Close Only Counts with Horseshoes and Grenades.

How can humanity keep one stretch of river more efficently maintained for ships? One answer can be found in the Corps’ Rock Island District. Enter the humble Horseshoe: These revetments made of rock help to force current into the designated navigation channel. Some of these features have trailing rock dikes to help keep the current more slack inside the structure during normal water levels. When the river crests, the whole apparatus gets inundated. Implementation of this type of structure at the Pilottown Anchorage could help maintain the navigation channel.

Proposed horseshoe at the Pilottown Anchorage.

The river is nearly 4,300’ across at Pilottown. Currents slow as the river continues to get wider. We mechanically remove sediment from the bottom of this stretch of river instead of using a more passive technique. For the dredging lobby, that’s a victory but we need to use those dollars propping up the coast, not working harder when we could work smarter.

The ship pilots and Corps have not reached a point of acceptance of the need for one-way navigation, something common with towboaters on bends in the Mississippi River upstream and around the Port of Houston. The idea of using a horseshoe at this location continues to stave off one-way navigation. Using a horseshoe at Pilottown would be the equivalent of holding one’s finger on the end of a waterhose, increasing the flow in the designated channel and reducing the need for dredging. It’s not necessarily my favorite management technique, but rather a stopgap measure that gives the old channel management ways a few more decades before something more drastic has to be done.

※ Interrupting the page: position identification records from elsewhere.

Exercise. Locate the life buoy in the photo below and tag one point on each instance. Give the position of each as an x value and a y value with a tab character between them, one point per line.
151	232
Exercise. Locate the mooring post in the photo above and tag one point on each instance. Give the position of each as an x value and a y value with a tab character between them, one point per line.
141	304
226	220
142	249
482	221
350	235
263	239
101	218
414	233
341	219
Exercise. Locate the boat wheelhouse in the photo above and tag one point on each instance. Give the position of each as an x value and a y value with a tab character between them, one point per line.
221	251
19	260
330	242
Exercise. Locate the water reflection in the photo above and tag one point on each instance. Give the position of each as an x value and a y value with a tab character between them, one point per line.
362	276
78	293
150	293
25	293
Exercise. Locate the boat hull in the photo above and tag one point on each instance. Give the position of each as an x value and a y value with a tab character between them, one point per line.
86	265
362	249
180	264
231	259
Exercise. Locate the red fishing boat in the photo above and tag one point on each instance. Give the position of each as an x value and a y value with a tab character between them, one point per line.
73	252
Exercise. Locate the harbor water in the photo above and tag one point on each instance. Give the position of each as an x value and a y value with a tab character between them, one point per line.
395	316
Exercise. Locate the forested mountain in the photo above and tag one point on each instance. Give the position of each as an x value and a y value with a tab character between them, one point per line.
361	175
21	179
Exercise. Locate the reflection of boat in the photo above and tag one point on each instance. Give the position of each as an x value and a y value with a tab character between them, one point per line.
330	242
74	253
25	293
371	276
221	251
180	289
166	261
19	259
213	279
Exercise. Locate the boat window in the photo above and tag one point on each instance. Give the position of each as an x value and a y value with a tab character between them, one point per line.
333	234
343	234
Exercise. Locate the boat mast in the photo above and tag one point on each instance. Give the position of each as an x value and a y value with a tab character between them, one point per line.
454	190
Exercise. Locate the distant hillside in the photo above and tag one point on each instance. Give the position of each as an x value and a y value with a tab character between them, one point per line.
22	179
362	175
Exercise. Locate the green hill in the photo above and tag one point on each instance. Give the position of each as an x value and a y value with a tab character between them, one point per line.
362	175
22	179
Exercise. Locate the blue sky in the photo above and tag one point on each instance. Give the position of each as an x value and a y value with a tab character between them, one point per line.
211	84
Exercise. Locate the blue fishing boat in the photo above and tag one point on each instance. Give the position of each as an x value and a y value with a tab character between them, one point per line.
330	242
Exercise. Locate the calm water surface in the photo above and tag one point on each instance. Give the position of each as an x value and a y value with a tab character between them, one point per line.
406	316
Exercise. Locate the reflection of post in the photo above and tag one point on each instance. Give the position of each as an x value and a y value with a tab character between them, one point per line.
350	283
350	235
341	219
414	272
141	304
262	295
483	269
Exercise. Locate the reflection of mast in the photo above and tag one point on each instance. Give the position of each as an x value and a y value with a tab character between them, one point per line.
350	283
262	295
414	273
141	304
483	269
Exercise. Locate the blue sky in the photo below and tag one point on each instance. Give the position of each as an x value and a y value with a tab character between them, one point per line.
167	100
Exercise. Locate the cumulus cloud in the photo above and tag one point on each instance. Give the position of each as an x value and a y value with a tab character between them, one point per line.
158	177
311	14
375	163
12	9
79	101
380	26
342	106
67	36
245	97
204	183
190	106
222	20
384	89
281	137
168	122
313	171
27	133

Horseshoe revetments installed near St. Louis

Additional benefits of building a Horseshoe in the Mississippi River just downstream of the West Bay Diversion would be a smaller boat lane on the west side of the river for local traffic. The area already has this pattern of a bar with deeper water just off the rocks on the westside (this is relative) and a much deeper dredged channel on the east side of the river. The horseshoe would help further channelize the way nature wants to work the river in this stretch. Of course, lower annual dredging cost would be garnered from such an installation too. A horseshoe would make for a modest change that leans into what the river want to do while providing safer transit for both ships and small vessels.